La encargada de ayudarle en estos momentos de dolor es su mujer , Felisa, para la que no tiene más que buenas palabras: «Me siento muy querido y eso me ayuda mucho. Para ella, desde el principio soy una persona normal. Con 20 años lo que buscas es alguien que te guste lo primero físicamente y mi enfermedad está a la vista, pero nos conocimos y surgió». A día de hoy, dice, ese amor que se profesan está presente en cada momento del día: desde que le ayuda a levantarse, ducharse y ponerse las botas hasta cuando le ayuda a comer porque él solo no puede. «Si no hubiese sido por sus cuidados... No es lo mismo que una persona te atienda a que te cuide», relata emocionado.
El alivio de la música
También es con ella con quien comparte otra de sus grandes pasiones: la música . Su estado, sin embargo, le ha impedido muchas veces disfrutar de ella en conciertos, aunque a medida que los recintos se han ido adaptando a la realidad de las personas con necesidades especiales ha podido disfrutar más de ella, algo que la pandemia del Covid-19 le ha arrebatado. El último concierto al que asistió fue de Pastora Soler, en Madrid. Pero desde casa también la disfruta como puede. «Antes lloraba muchos días porque no podía hacer cosas que me gustaban y la música me ha ayudado mucho en este calvario, pero también me ha hecho llorar mucho», cuenta.

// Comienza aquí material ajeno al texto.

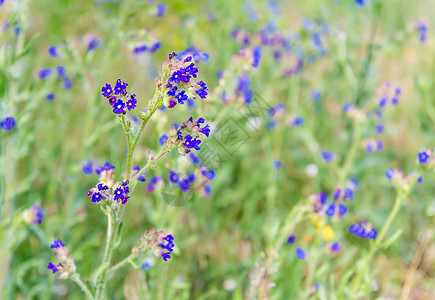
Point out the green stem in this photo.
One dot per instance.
(374, 246)
(82, 285)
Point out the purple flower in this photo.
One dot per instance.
(7, 123)
(257, 57)
(291, 239)
(57, 244)
(190, 143)
(119, 193)
(52, 51)
(107, 90)
(131, 104)
(300, 253)
(44, 73)
(156, 46)
(173, 177)
(93, 43)
(60, 71)
(52, 267)
(120, 87)
(118, 107)
(423, 157)
(335, 247)
(161, 9)
(50, 97)
(67, 83)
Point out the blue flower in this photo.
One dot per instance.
(52, 267)
(257, 57)
(162, 139)
(57, 244)
(7, 123)
(93, 43)
(119, 193)
(50, 97)
(291, 239)
(300, 253)
(423, 157)
(96, 197)
(173, 177)
(44, 73)
(389, 174)
(67, 83)
(118, 107)
(52, 51)
(161, 9)
(107, 90)
(60, 71)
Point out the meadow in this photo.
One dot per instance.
(188, 149)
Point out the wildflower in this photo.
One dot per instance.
(50, 97)
(44, 73)
(161, 9)
(363, 230)
(173, 177)
(300, 253)
(60, 71)
(291, 239)
(335, 247)
(389, 174)
(423, 157)
(118, 107)
(52, 51)
(87, 167)
(107, 90)
(66, 266)
(93, 43)
(67, 83)
(7, 123)
(277, 164)
(33, 215)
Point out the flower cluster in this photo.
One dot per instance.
(187, 136)
(154, 241)
(425, 156)
(33, 215)
(278, 114)
(7, 123)
(363, 230)
(118, 97)
(66, 267)
(388, 93)
(176, 82)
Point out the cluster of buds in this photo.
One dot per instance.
(156, 242)
(66, 266)
(176, 84)
(363, 230)
(107, 191)
(33, 215)
(278, 113)
(186, 137)
(118, 97)
(386, 93)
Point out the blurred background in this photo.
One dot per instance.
(306, 118)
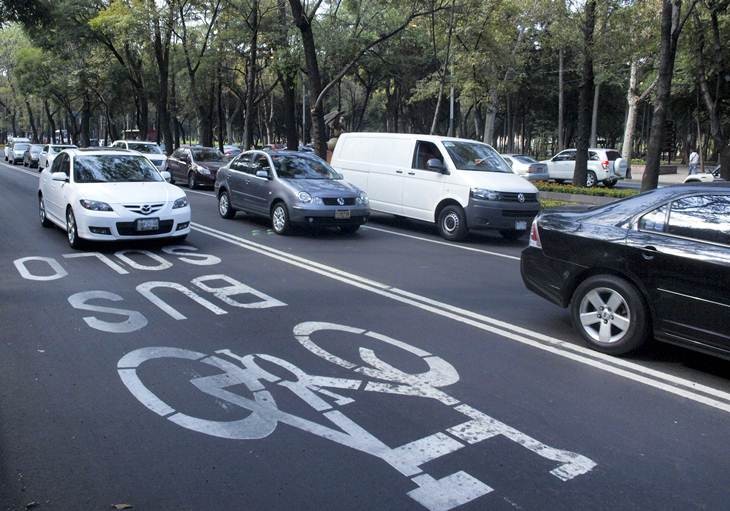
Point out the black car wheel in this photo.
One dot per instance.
(512, 234)
(280, 219)
(452, 223)
(42, 212)
(224, 205)
(610, 314)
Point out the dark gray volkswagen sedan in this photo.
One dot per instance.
(291, 188)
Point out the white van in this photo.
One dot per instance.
(459, 184)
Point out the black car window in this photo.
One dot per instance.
(425, 151)
(655, 220)
(701, 217)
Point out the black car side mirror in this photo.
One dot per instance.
(436, 165)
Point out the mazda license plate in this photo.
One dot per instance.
(148, 224)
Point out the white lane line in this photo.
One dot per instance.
(619, 367)
(445, 243)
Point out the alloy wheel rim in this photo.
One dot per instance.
(279, 218)
(605, 315)
(223, 204)
(451, 222)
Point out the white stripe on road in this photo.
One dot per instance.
(629, 370)
(620, 367)
(438, 242)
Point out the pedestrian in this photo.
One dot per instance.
(694, 161)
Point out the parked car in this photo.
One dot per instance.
(49, 152)
(604, 166)
(9, 145)
(150, 149)
(527, 167)
(656, 264)
(110, 195)
(15, 155)
(231, 151)
(291, 188)
(31, 155)
(710, 175)
(458, 184)
(195, 165)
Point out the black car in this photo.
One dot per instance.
(657, 264)
(195, 165)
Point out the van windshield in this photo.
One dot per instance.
(475, 156)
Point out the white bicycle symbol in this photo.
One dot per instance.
(321, 393)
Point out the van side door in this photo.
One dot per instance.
(423, 188)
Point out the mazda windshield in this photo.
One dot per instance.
(114, 168)
(303, 167)
(475, 156)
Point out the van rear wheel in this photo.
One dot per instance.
(452, 223)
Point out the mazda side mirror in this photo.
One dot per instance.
(436, 165)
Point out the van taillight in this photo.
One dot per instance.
(535, 235)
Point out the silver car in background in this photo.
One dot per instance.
(290, 188)
(527, 167)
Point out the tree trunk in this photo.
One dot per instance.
(251, 75)
(561, 108)
(670, 29)
(51, 122)
(584, 97)
(31, 119)
(594, 116)
(315, 80)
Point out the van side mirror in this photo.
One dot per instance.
(436, 165)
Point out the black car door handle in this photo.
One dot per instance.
(648, 252)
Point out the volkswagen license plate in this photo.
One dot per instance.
(148, 224)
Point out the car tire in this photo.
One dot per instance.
(72, 232)
(349, 229)
(620, 299)
(42, 212)
(280, 219)
(591, 179)
(512, 234)
(452, 223)
(225, 209)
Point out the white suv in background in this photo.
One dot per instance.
(151, 150)
(604, 166)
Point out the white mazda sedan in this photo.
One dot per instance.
(106, 195)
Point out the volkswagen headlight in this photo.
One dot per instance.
(180, 203)
(484, 194)
(95, 205)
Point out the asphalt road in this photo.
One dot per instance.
(382, 370)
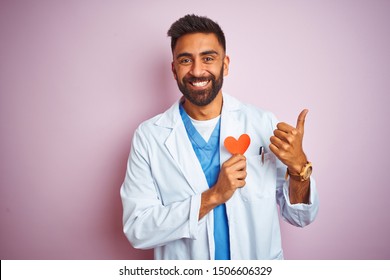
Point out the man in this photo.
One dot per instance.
(185, 194)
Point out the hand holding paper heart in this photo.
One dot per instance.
(237, 146)
(286, 143)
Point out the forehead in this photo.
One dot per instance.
(195, 43)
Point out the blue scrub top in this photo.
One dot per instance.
(208, 156)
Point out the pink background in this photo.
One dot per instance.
(77, 77)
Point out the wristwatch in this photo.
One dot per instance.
(306, 171)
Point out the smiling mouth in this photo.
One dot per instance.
(200, 83)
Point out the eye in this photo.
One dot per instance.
(208, 59)
(185, 61)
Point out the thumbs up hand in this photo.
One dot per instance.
(286, 144)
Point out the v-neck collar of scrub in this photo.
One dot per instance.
(195, 135)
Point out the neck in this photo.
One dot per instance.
(206, 112)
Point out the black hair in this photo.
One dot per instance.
(195, 24)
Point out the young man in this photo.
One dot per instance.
(185, 194)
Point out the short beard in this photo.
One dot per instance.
(201, 97)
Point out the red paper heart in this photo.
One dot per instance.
(237, 146)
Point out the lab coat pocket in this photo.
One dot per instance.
(261, 177)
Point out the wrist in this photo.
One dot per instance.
(303, 175)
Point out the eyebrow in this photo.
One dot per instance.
(202, 53)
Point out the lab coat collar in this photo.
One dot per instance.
(180, 147)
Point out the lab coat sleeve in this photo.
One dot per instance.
(147, 223)
(299, 214)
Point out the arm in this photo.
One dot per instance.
(286, 144)
(298, 200)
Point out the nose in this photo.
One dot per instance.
(197, 68)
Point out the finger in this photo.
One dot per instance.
(283, 135)
(285, 127)
(301, 120)
(274, 149)
(281, 145)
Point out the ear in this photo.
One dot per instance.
(174, 71)
(226, 62)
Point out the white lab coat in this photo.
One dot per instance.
(161, 193)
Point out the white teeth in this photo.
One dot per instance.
(200, 84)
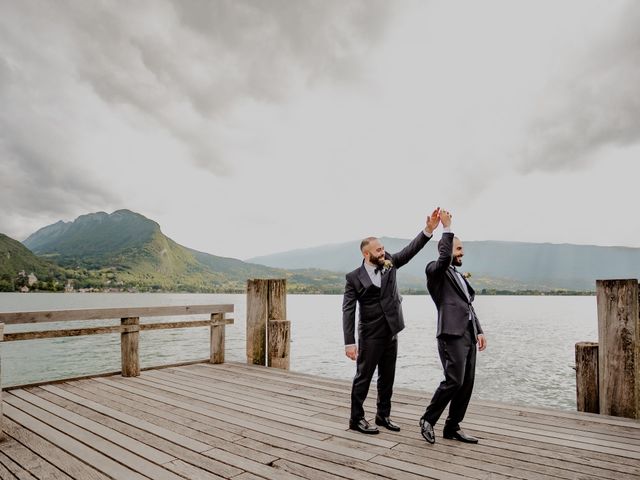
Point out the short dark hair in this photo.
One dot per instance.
(366, 242)
(440, 241)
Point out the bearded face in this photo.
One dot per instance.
(375, 253)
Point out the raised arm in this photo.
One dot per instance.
(445, 248)
(349, 313)
(407, 253)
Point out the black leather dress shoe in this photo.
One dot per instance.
(363, 426)
(460, 436)
(387, 423)
(426, 429)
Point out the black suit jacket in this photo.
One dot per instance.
(453, 306)
(380, 309)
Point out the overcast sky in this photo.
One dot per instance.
(251, 127)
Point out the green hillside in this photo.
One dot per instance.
(125, 250)
(15, 258)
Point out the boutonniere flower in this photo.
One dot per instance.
(386, 266)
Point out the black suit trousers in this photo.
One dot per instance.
(374, 353)
(458, 357)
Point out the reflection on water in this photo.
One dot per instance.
(528, 360)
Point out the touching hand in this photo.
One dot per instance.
(351, 352)
(433, 220)
(482, 342)
(445, 218)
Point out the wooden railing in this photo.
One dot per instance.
(129, 329)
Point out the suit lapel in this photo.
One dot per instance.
(384, 280)
(364, 277)
(456, 285)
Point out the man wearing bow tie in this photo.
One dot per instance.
(458, 333)
(373, 287)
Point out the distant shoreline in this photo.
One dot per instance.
(484, 292)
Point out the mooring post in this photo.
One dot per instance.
(1, 421)
(619, 347)
(587, 397)
(217, 338)
(279, 328)
(129, 346)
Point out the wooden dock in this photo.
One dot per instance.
(207, 421)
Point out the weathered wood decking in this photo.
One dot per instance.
(206, 421)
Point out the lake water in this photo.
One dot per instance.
(528, 360)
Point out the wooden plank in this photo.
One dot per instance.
(403, 395)
(309, 407)
(215, 390)
(422, 470)
(193, 458)
(271, 428)
(67, 332)
(342, 469)
(265, 411)
(103, 374)
(190, 401)
(1, 341)
(97, 443)
(97, 460)
(112, 436)
(123, 400)
(193, 473)
(216, 321)
(130, 419)
(13, 318)
(584, 433)
(35, 449)
(249, 465)
(511, 463)
(10, 470)
(504, 453)
(77, 332)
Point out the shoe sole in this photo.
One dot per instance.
(459, 440)
(431, 442)
(388, 428)
(372, 432)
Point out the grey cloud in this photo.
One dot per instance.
(210, 56)
(180, 66)
(597, 107)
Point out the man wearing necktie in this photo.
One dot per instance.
(458, 333)
(373, 287)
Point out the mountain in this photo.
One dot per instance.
(494, 265)
(127, 250)
(15, 258)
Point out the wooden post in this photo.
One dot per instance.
(279, 329)
(587, 398)
(277, 299)
(279, 344)
(1, 338)
(217, 339)
(257, 302)
(619, 350)
(129, 342)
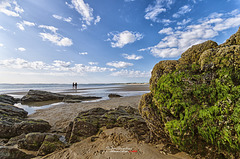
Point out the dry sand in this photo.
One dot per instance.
(104, 147)
(59, 116)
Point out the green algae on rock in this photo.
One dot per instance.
(195, 101)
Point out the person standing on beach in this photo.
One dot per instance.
(76, 85)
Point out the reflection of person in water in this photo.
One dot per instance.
(76, 85)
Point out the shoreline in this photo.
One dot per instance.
(60, 115)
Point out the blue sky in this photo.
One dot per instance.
(107, 41)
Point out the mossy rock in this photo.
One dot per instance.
(196, 102)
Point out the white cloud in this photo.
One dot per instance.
(97, 20)
(152, 11)
(85, 11)
(69, 19)
(132, 57)
(119, 64)
(93, 63)
(124, 38)
(184, 37)
(25, 23)
(21, 49)
(21, 63)
(131, 74)
(10, 8)
(59, 63)
(56, 39)
(20, 26)
(183, 10)
(184, 22)
(56, 66)
(51, 28)
(28, 23)
(2, 28)
(167, 31)
(83, 53)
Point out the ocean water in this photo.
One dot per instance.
(99, 90)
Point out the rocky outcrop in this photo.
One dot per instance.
(194, 101)
(44, 143)
(14, 122)
(41, 96)
(87, 123)
(7, 99)
(13, 153)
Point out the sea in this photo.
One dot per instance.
(99, 90)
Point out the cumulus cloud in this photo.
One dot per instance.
(57, 66)
(183, 10)
(51, 28)
(167, 31)
(93, 63)
(56, 39)
(10, 8)
(97, 20)
(21, 63)
(123, 38)
(86, 13)
(119, 64)
(152, 11)
(182, 38)
(24, 23)
(83, 53)
(132, 57)
(21, 49)
(184, 22)
(69, 19)
(131, 73)
(2, 28)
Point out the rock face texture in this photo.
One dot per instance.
(41, 96)
(87, 123)
(194, 102)
(13, 122)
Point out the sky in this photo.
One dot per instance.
(104, 41)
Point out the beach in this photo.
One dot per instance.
(102, 145)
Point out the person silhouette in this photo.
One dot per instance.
(76, 85)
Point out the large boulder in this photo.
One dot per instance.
(13, 153)
(87, 123)
(14, 122)
(7, 99)
(194, 102)
(44, 143)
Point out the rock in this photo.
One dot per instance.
(13, 122)
(194, 101)
(51, 143)
(41, 96)
(31, 141)
(13, 153)
(7, 99)
(87, 123)
(9, 110)
(114, 95)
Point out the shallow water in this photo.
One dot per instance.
(102, 90)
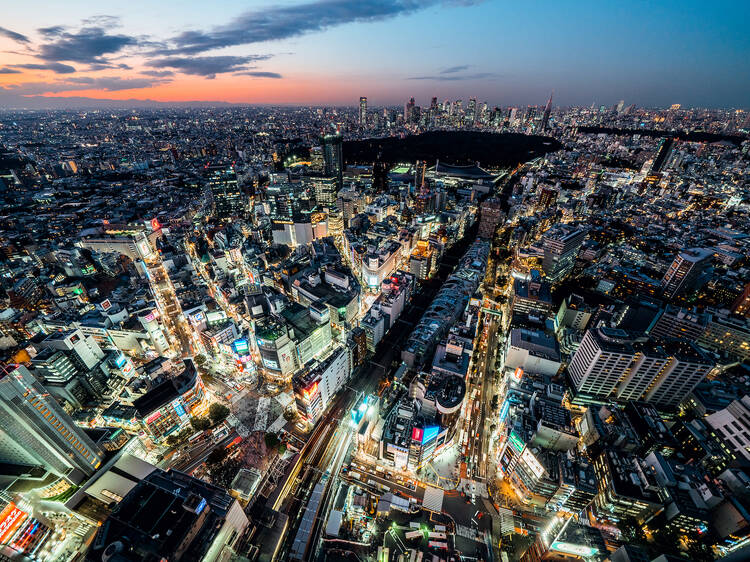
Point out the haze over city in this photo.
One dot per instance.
(374, 281)
(330, 51)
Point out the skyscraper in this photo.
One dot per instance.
(688, 271)
(490, 216)
(333, 157)
(325, 190)
(547, 110)
(35, 430)
(600, 362)
(228, 199)
(363, 112)
(561, 246)
(409, 111)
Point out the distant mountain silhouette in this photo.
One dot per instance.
(452, 147)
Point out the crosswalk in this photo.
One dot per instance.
(507, 520)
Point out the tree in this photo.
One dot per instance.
(218, 412)
(200, 424)
(632, 531)
(271, 440)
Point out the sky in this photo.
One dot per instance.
(331, 52)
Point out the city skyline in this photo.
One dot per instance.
(328, 52)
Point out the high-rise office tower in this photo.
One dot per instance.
(650, 360)
(561, 245)
(547, 110)
(665, 149)
(35, 430)
(363, 111)
(689, 270)
(547, 197)
(325, 190)
(409, 111)
(333, 157)
(601, 361)
(688, 366)
(490, 216)
(741, 304)
(228, 199)
(82, 350)
(471, 111)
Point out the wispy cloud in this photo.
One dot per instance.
(450, 77)
(454, 69)
(87, 45)
(283, 22)
(108, 83)
(260, 74)
(207, 66)
(56, 67)
(13, 35)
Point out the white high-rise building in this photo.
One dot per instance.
(688, 366)
(601, 361)
(82, 349)
(688, 271)
(561, 245)
(35, 430)
(732, 425)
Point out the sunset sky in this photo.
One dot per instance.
(333, 51)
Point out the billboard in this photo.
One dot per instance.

Como Carlos, Miguel Ángel denuncia el «abandono total» por parte del Gobierno con las víctimas de la enfermedad de la colza. Él fue uno de los afectados que el pasado martes se encerró en la sala de ‘las Meninas’ del Museo del Prado esperando una comunicación por parte del Ejecutivo que no llega. «Sentirnos acompañados es muy importante. El abandono duele casi tanto como la enfermedad», critica.